OK, let me start an argument here.  Let’s start with RAID:  I’m going RAID5.  My VDI machines will experience next to no change.  Data storage will be on file servers using file shares and redirected folders.  RAID5 is probably 40% cheaper than RAID10.

However, if I am dynamically deploying new VM’s very frequently (for business reasons) then RAID10 is probably required.  It’ll probably make new VM deployment up to 75% faster.

What type of disk?  I think SATA will do the trick.  It’s big and cheap.  I’m not so sure that I really would need 15K disk speeds.  Remember, the data is being stored on a file server.  I’m willing to change my mind on this one, though.

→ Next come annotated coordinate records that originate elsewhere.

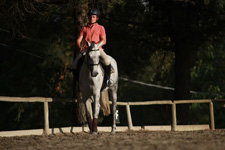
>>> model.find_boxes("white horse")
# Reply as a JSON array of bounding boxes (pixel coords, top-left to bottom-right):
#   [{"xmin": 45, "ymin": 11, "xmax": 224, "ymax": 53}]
[{"xmin": 79, "ymin": 41, "xmax": 118, "ymax": 134}]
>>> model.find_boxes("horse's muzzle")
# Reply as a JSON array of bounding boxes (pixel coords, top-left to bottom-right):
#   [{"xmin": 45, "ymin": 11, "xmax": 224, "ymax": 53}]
[{"xmin": 91, "ymin": 72, "xmax": 98, "ymax": 77}]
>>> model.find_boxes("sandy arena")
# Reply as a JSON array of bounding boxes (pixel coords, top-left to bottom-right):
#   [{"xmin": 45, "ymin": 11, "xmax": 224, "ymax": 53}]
[{"xmin": 0, "ymin": 130, "xmax": 225, "ymax": 150}]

The host operating system & edition?

OK: if the Hyper-V host servers are part of the server virtual machine cluster then I go with Windows Server 2008 R2 Datacenter Edition, purely because I have to (for server VM Live Migration).

However, I prefer having a dedicated VDI cluster.  Here’s the tricky bit.  I don’t like Server Core (no GUI) because it’s a nightmare for hardware management and troubleshooting.  If I had to push a clustered host out now for VDI then I would use Windows Server 2008 Enterprise Edition.  That will give me a GUI, Failover Clustering, and Live Migration.

If I had time, then I would prepare an environment where I could deploy Hyper-V Server 2008 R2 from something like WDS or MDT.  That would allow me to treat a clustered host as a commodity.  If the OS breaks, then 5 minutes of troubleshooting, followed by a rebuild with no questions asked (use VMM maintenance mode to flush VM’s off if necessary).

Standalone hosts are trickier.  You cannot turn them into a commodity because of all the VM’s on them.  There’s a big time investment there.  They lose points for this.  This might force me into troubleshooting an OS (parent partition) issue if it happens (to be honest, I cannot think of one that I’ve had in 2 years of running Hyper-V).  That means a GUI.  If my host has 32GB or less of RAM then I choose W2008 R2 Standard Edition.  Otherwise I go with W2008 R2 Enterprise Edition.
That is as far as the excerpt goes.